Wednesday, September 11, 2019

The Schrödinger's Cat(ch) of Pronunciation Teaching
Bottom line: It’s almost impossible to LOVE pronunciation teaching unless you have seen or heard or had it done to you. And if you love it, much of your best work will be spontaneous or at least seem to be. And for the most part, up until now, there has been no “virtually” useful research or methods stuff that can take you there

Until now. . . Introducing a new podcast (working title): Teachable Moments in Pronunciation Teaching (TMPT)

Once a week or so I'll be chatting with a real, practicing master pronunciation teacher/lover, not a “non-practicing” theorist or methodologist—to learn from. Our conversations will take place as soon as possible after a good class they have just taught, where we talk about what actually happened, moment by moment . . . how and why it worked, based in part on an audio recording of the session. 

Here is what inspired it:

One of the most striking thought problems of all time, “Schrödinger's Cat”, revealed a potentially fatal flaw in a school of quantum physics. in effect it exposed a “black box” in the theory where two contradictory states had to be present, where it was logically impossible to know which condition was in effect (whether a cat in a box was dead or alive).

In pronunciation teaching, just like the (in)famous "black box" in Chomsky's early work, we have our own enigmatic box as well: What actually goes on in the classroom, the quality of the moment by moment engagement that underlies every research study but is practically never mentioned or analyzed. There were good reasons for that, a broad range of (quickly) researchable variables, cognitions, techniques and features of students' L1s to be explored and understood. 

Almost without exception, research on pronunciation teaching effectiveness that looks at classroom work reports only at the activity-level, noting which techniques were used generally, something like: presentation and then various kinds of controlled and freer practice. The data is there, however, in any number of studies where transcripts of actual class sessions were analyzed for specific features, but we do not have publicly accessible studies of the messy, thick instructional discourse itself.

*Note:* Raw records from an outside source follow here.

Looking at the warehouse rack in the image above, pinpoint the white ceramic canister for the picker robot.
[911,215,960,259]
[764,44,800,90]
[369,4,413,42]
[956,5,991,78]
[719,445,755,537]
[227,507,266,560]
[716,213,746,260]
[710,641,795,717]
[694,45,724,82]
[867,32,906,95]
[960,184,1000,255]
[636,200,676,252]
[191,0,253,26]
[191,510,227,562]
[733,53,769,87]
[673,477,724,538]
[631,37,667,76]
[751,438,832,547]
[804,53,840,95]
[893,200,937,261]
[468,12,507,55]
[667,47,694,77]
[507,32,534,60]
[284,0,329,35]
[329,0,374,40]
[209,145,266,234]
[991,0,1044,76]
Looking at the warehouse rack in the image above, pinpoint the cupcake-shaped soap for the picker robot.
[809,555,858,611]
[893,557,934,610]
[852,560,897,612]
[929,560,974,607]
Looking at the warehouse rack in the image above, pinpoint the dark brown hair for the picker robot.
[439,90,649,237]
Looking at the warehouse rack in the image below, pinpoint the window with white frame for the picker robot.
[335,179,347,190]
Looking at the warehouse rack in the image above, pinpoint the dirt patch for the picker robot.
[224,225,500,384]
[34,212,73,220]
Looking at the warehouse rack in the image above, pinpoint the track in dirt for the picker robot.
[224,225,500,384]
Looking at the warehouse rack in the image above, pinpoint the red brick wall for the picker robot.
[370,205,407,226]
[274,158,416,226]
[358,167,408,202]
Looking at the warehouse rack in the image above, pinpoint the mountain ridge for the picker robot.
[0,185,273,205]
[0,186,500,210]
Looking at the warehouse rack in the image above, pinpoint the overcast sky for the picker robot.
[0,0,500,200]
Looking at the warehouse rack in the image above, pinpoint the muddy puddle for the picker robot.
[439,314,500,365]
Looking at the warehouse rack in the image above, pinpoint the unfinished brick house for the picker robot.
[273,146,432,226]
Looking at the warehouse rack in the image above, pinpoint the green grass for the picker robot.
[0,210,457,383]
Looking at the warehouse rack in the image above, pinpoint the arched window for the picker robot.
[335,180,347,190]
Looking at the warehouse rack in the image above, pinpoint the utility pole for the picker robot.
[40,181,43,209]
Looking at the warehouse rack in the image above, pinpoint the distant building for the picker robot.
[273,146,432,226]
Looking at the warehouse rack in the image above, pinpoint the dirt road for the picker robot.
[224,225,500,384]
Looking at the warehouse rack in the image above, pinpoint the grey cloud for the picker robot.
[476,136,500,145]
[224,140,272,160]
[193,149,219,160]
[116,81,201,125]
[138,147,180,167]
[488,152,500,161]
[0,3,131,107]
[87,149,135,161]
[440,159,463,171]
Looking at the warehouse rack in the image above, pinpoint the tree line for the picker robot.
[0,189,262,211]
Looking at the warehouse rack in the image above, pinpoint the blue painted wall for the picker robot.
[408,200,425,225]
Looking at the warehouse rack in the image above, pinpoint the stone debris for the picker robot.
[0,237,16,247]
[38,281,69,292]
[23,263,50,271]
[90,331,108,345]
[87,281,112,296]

That is the window that the podcast will look through: recent replays of pronunciation teaching as rich conversational engagement between students and instructor.

Know somebody we should talk to? Let me know!

Sunday, September 1, 2019

To gesture or not to gesture (to provide spontaneous correction in language teaching) Part 1

A new study by Nakatsukasa (2019) demonstrates that using simple gesture to correct grammar (use of the 'ed' past tense) may not work. Amen to that. Signalling with a deictic/metaphorical gesture as the instructor recasts (repeats) the piece of language correctly when there is a error--and not requiring any kind of response from the learner--and furthermore still expecting some kind of meaningful uptake or noticing is . . .well . . . silly, but good to see that proved conclusively.

From the study:

"When the participants did not use the past tense in the obligatory context in two tasks, the researcher consistently provided recasts with or without gestures (pointing back over shoulder with thumb) immediately following the participants’ utterances, depending on learners’ assigned conditions."
Now that, in principle, sounds like a pretty good signalling technique, one which I have seen used "repeatedly" over the years by teachers (Hudson, 2011). But . . .

"For the VR condition (verbal recast w/o gesture), the researcher provided recast only verbally, putting her hands down next to the side of her body to avoid gesturing."

Now, does that (standing motionless w/hands at sides) sound like anything close to natural teacher behavior/gesture? Really? I have got to see a video of that!  In fact, I’d really have to see a video of everything that went on, to make sense of the study.

"In addition, the researcher tried not to stress any part of the recast in either condition to keep consistency."

Wow. How could you provide anything close to effective, meaningful feedback without stressing the part of the defective sentence or phrase that is being corrected?

"In all the instances, learners had the opportunity to modify their output; however, production of modified output was not enforced in the present study, to keep the flow of interaction and the saliency of feedback as equal as possible across conditions."

Not requiring at least some minimal "embodied" verbal response to such a gesture seems about as disembodying as you can get! Apparently, it was.

The research on the use of simple recasts, as Nakatsukasa points out, is pretty clear that they are, for the most part, not worth wasting your time on. So, "pointing out" a basically ineffectual recast with a disembodied gesture is supposed to make it more effective? It didn't. Surprise.

This is an important study, however, in that it represents quite accurately, I think, the way in which many researchers and practitioners view the place of gesture in language teaching, or even human communication for that matter: "add ons" that can be understood out of context and disembodied (not demanding a corresponding physical response in the body and mind of the other--the learner, as if gesture can be understood independent of the meaningful interaction in which it occurs.)

Something of a “How not to” guide of sorts.

What then is the "right" embodied and contextualized way to use gesture in teaching? Thought you were never going to ask! See Part 2, The right (haptic) way to use gesture in (at least) pronunciation teaching. Forthcoming, shortly!

Nakatsukasa, K. (2019). Gesture-enhanced recasts have limited effects: A case of the regular past tense, Language Teaching Research (11)1-29.